Laura sighed, but to no purpose; and the day wore on with intense heaviness to her, and the customary modicum of strength gained to him.

The next morning she put the same question, and looked up despairingly in his face, as though her whole life hung upon his reply.

‘Yes, I have considered,’ he said.

‘Ah!’

‘We must part.’

‘O James!’

‘I cannot forgive you; no man would. Enough is settled upon you to keep you in comfort, whatever your father may do. I shall sell out, and disappear from this hemisphere.’

‘You have absolutely decided?’ she asked miserably. ‘I have nobody now to c-c-care for–‘

‘I have absolutely decided,’ he shortly returned. ‘We had better part here. You will go back to your father. There is no reason why I should accompany you, since my presence would only stand in the way of the forgiveness he will probably grant you if you appear before him alone. We will say farewell to each other in three days from this time. I have calculated on being ready to go on that day.’
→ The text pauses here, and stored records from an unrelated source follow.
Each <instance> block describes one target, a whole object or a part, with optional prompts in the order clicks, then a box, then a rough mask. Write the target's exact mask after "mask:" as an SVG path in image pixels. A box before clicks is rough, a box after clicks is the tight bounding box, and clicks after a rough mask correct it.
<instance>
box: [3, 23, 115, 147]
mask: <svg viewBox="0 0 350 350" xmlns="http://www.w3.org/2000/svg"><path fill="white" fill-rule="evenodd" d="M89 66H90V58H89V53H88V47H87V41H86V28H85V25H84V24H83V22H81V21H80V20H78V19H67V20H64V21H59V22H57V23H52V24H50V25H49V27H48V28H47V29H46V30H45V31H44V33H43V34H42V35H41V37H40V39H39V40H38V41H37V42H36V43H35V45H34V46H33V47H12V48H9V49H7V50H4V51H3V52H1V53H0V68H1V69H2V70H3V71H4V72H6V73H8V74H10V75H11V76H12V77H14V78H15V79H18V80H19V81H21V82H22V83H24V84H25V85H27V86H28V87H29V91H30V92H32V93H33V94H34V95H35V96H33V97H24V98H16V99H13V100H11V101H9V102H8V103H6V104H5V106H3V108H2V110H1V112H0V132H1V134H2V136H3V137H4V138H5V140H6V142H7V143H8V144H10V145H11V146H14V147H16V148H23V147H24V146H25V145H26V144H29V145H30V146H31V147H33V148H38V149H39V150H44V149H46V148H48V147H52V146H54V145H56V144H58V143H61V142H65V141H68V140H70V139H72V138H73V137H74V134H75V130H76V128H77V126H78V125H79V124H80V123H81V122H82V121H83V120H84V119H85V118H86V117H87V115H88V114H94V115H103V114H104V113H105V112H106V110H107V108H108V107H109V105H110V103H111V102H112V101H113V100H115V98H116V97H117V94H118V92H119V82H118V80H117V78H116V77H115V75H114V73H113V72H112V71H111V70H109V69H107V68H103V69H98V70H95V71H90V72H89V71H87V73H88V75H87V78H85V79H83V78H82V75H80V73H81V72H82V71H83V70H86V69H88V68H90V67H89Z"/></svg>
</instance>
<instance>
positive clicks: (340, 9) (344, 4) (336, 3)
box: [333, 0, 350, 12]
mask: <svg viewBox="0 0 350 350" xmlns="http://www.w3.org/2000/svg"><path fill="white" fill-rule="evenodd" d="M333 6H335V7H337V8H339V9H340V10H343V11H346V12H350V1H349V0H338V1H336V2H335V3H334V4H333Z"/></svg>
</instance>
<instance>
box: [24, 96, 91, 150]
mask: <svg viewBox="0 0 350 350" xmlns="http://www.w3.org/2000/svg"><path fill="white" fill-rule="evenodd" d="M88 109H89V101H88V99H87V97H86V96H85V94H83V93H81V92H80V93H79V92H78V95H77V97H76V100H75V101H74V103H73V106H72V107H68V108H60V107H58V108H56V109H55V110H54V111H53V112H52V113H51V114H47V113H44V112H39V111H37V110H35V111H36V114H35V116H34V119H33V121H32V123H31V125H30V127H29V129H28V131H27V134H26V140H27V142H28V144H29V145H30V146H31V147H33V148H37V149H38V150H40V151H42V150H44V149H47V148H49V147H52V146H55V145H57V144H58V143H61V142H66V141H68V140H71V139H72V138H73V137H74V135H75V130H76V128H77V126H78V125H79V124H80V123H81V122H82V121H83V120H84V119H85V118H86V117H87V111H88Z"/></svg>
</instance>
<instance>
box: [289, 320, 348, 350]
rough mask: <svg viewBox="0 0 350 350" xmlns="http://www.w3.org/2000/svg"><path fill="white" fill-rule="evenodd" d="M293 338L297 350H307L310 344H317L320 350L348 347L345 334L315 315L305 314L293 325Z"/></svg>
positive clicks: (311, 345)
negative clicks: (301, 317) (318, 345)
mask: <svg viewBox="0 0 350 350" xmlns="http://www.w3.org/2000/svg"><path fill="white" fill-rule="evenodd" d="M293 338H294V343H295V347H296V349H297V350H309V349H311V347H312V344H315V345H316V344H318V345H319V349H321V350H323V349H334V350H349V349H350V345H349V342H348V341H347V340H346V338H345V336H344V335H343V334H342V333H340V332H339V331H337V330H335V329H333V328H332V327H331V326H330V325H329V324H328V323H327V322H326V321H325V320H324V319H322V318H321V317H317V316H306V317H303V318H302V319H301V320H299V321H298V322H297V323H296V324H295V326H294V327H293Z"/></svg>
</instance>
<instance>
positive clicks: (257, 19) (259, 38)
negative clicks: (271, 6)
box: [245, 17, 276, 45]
Bowed down with trouble, she withdrew to her room, and the three days were passed by her husband in writing letters and attending to other business-matters, saying hardly a word to her the while. The morning of departure came; but before the horses had been put in to take the severed twain in different directions, out of sight of each other, possibly for ever, the postman arrived with the morning letters.